Узкие кривые улочки и неожиданные проходы-проулочки тянутся змейками в бесконечную даль. Серые слепые стены испещрены черными иероглифами. Остроконечные лестницы-крыши немо глядятся в голубое небо, откуда льется жгучий поток ярких лучей полуденного солнца. Бледно-желтые косоглазые лица. Оголенные, блестящие влажным трудовым потом груди, спины и икры ног, черные, загорелые, с терпко-кисловатым запахом, как хорошо поджаренный бифштекс. Белые шелковые халаты богачей и синие, заплатанные пояски-штанишки кули и рикш. Желтые, красные, синие, зеленые и белые полотняные вывески, вышитые пестрыми, кричащими иероглифами.
Спешат, галдят, размахивают руками на ходу. Отовсюду несется звон, стук и грохот рабочего люда, стрекочут швейные машины, бьют молотками сапожники и гробовщики, монотонно стучит мотор в механической мастерской, в новооткрытой лавчонке беспрестанно визжит граммофон, с раннего утра до поздней ночи повторяющий одну и ту же пластинку китайской популярной песенки, чтобы привлечь покупателей. Кули, согнувшись под непосильной тяжестью, как пружинные куклы упруго и четко отшлепывают шаги, напевая:
— Хэ-а-хо… хэ-а-хо… хэ-а-хо…
Среди улочки, неумолчно позванивая в медный таз, бродит цирюльник. Высокий, худой, полуголый, с лысиной во всю голову и свисающими под подбородком жесткими черными усами. Он тащит на коромыслах два больших некрашеных деревянных ящика с инструментами и принадлежностями китайской косметики. Поблескивают концы остро отточенных ножей, ножниц, щипцов и металлических гребней.
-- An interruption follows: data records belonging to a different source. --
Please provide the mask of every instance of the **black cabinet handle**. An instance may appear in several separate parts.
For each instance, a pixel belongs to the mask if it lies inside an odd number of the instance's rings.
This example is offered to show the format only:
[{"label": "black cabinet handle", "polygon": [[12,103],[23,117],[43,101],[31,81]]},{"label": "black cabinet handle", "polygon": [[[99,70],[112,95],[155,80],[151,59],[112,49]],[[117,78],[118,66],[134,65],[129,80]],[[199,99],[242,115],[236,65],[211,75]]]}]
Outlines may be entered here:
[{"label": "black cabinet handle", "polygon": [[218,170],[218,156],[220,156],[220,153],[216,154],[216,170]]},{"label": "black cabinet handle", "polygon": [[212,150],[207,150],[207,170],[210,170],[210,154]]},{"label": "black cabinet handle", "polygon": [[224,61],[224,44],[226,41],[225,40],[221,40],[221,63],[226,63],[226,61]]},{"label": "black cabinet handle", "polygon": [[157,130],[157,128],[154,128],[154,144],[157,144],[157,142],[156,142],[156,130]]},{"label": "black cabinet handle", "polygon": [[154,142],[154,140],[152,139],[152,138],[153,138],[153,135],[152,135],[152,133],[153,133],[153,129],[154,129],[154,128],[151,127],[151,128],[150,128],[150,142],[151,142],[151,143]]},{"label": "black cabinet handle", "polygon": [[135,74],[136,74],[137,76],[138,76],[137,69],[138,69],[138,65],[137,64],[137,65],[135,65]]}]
На веревке, через плечо, болтаются два медных позеленевших таза: маленький — спереди, на груди, большой — сзади, на спине…
Рикша
Ночь Пу-Хо провел, как всегда, в Старом Шанхае, в узеньком проулочке, вблизи канала. Спал он, по обыкновению, спрятав голову в мягкую спинку рикши, упираясь длинными, худыми ногами в дышло, оглашая всю улочку вкусным храпом. Лишь на рассвете ему приснилась родная деревня, золотистые рисовые поля, дымящиеся под знойными лучами; какая-то странная, невиданно-знакомая кумирня, освещенная пестрыми огоньками, и чудилось ему, что гонится за ним по узкой, отвесной стене над бездной полицейский-индус в ярко-малиновой чалме на голове и с толстой белой палкой в руке…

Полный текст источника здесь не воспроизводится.